En termes d'endurance, les femmes tiennent la distance. Plus que les hommes, d'ailleurs. Une étude publiée sur RunRepeat a observé et décortiqué près de 2,4 millions résultats de marathons enregistrés entre 2009 et 2019 à Berlin, Boston, Chicago, Londres, New York et Paris. Et les résultats sont là : si les coureurs démarrent en moyenne plus rapidement, les femmes gèrent mieux leur course. Et sont donc de meilleures coureuses.
Pour preuve, les marathoniennes gardent davantage leur rythme que les marathoniens dans la deuxième moitié des 42km195. L'écart entre les deux parties de l'épreuve est plus modeste chez les femmes (11,49 %) que chez les hommes (14,07 %), ce qui signifie qu'elles sont 18,33 % meilleures qu'eux niveau constance, analyse le rapport. Et quand on regarde les prouesses des concurrentes aux plus grosses épreuves d'endurance du monde ces dernières années, les victoires confirment ce qu'avance la science.

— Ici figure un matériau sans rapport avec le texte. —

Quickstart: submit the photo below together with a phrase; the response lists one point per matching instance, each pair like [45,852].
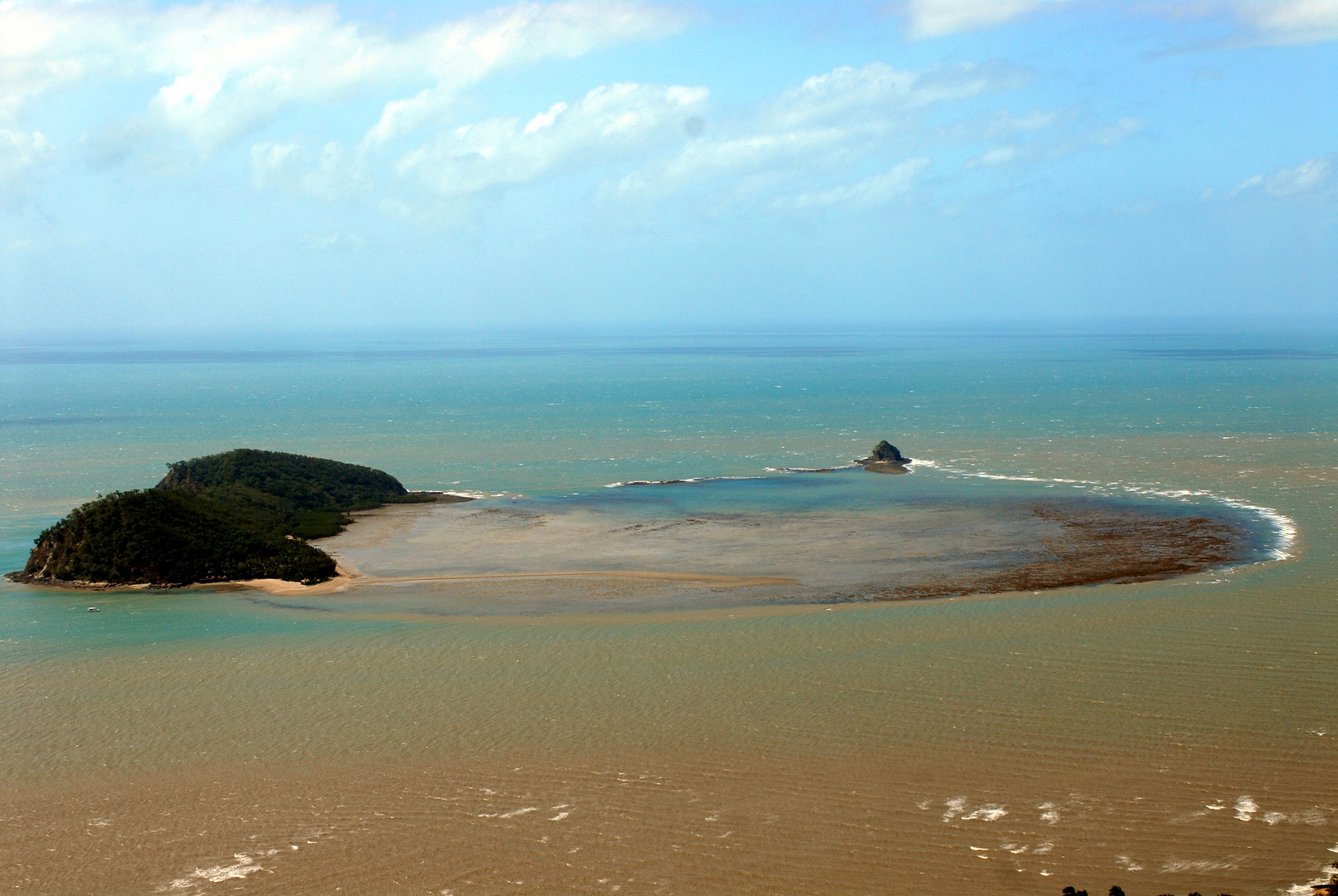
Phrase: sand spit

En 2006, la Française Corinne Favre a par exemple gagné la première édition de l'Ultra-Trail du Mont-Blanc Courmayeur-Champex-Chamonix (UTMB CCC), une course de 86 kilomètres, et devancé le premier homme de 18 minutes. En 2019, la Britannique Jasmin Paris a été la première femme à remporter la Montane Spine Race, un ultra-marathon de 268 miles (431 km) dans les Pennines, chaîne montagneuse anglaise. Une performance d'autant plus "extraordinaire", assure The Guardian, "qu'elle a battu le record du parcours de douze heures, tout en tirant son lait pour son bébé dans les stations de secours le long de la course".

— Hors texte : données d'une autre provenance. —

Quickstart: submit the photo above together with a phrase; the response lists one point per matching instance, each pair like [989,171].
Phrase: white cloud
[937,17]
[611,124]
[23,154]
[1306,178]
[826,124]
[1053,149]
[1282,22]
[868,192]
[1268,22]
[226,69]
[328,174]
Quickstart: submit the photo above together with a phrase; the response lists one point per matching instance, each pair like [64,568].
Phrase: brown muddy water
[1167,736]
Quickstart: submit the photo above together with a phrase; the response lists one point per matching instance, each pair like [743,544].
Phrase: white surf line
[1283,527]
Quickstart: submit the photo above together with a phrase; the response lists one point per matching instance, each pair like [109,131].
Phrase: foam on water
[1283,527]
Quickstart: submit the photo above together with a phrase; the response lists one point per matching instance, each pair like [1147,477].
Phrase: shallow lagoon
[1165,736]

Interrogé par Le Monde, Guillaume Millet, professeur de physiologie de l'exercice à l'université de Saint-Etienne et lui aussi ultra-trailer, n'est pas étonné par ces conclusions : "Toutes les études ou presque sont concordantes : sur marathon, mais aussi sur des distances plus courtes de 5 ou 10 km, les femmes ont une moindre baisse de vitesse au fil de la course. En marathon, c'est vrai même à haut niveau".

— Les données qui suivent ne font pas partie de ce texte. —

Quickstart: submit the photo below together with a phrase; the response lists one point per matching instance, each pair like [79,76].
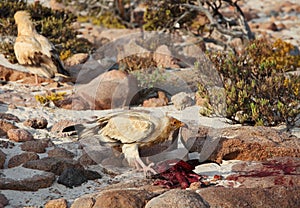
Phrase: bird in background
[35,51]
[132,130]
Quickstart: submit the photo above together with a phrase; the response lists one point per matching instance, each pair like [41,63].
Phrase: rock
[240,143]
[38,146]
[5,126]
[272,26]
[6,144]
[86,160]
[162,100]
[36,123]
[72,177]
[60,152]
[112,89]
[23,179]
[164,58]
[8,74]
[57,203]
[283,171]
[19,135]
[182,100]
[72,102]
[59,126]
[277,196]
[83,202]
[92,175]
[76,59]
[9,116]
[3,201]
[2,159]
[179,199]
[53,164]
[17,160]
[129,198]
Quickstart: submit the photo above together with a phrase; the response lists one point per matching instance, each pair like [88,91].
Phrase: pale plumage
[132,130]
[34,51]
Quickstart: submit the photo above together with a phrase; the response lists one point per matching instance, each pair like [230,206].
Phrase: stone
[3,201]
[130,198]
[17,160]
[58,127]
[72,102]
[71,177]
[280,171]
[6,144]
[83,202]
[5,126]
[9,116]
[57,203]
[177,199]
[9,74]
[112,89]
[277,196]
[86,160]
[36,123]
[164,58]
[182,100]
[162,100]
[92,175]
[240,143]
[19,135]
[60,152]
[53,164]
[2,159]
[23,179]
[38,145]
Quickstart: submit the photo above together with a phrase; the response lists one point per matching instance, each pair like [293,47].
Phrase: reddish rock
[57,203]
[277,196]
[162,100]
[9,116]
[59,126]
[36,123]
[123,198]
[241,143]
[72,102]
[19,135]
[5,126]
[86,160]
[273,172]
[272,26]
[53,164]
[179,199]
[23,179]
[3,201]
[182,100]
[8,74]
[38,145]
[6,144]
[164,58]
[22,158]
[112,89]
[60,152]
[2,159]
[84,202]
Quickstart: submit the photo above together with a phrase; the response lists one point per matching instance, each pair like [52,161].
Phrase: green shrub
[55,25]
[258,88]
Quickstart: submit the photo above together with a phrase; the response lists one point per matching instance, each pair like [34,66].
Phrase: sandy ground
[38,198]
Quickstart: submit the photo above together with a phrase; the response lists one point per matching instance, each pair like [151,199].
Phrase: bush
[55,25]
[258,88]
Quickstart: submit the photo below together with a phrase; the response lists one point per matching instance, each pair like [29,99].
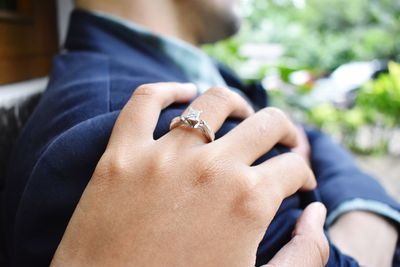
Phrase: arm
[359,208]
[206,212]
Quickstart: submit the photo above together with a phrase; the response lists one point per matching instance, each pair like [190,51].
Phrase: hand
[178,201]
[368,238]
[309,246]
[303,147]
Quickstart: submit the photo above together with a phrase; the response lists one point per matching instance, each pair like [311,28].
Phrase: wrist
[367,237]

Il est lui-même à l'origine d'études sur les différences physiques entre les hommes et les femmes après l'effort - principalement menées auprès de participant·e·s à l'Ultra-Trail du Mont-Blanc (UTMB). En observant par exemple la fatigue musculaire après des courses ultra-endurantes et intensives, il a découvert que celle-ci est moins marquée chez elles que chez eux.
D'après le spécialiste, le mental n'y est pas pour rien. "Les hommes ont tendance à être davantage en mode compétition que les femmes", assure le scientifique. "Elles courent davantage dans un état d'esprit de plaisir, du moins sur les petites distances, ce qui pourrait expliquer leur moindre niveau de fatigue à l'arrivée." Il s'empresse toutefois de préciser : "Cela semble moins vrai pour des épreuves d'ultra". On imagine effectivement qu'au bout de 171 kilomètres de course en montagne (la distance de l'UTMB), le "plaisir" ne soit pas l'unique moteur pour continuer.
Afin d'expliquer pourquoi les coureuses ne battent globalement pas les coureurs sur ces épreuves, Guillaume Millet avance au Monde deux facteurs physiologiques qui les désavantageraient : leur capacité à transporter l'oxygène dans le sang est plus faible et leur proportion de masse grasse plus élevée. "Un handicap en course, un peu moins à vélo, pas du tout en natation", poursuit-il. Mais il soulève un autre point, avantageux cette fois : le fait que les femmes peuvent davantage utiliser leurs réserves lipidiques à l'effort que les hommes, et donc économiser des glucides. "Un autre atout sur les courses d'endurance", analyse l'expert.
Une chose est sûre, même la science le dit : "courir comme une fille" est le plus beau compliment qu'on puisse faire à un·e athlète.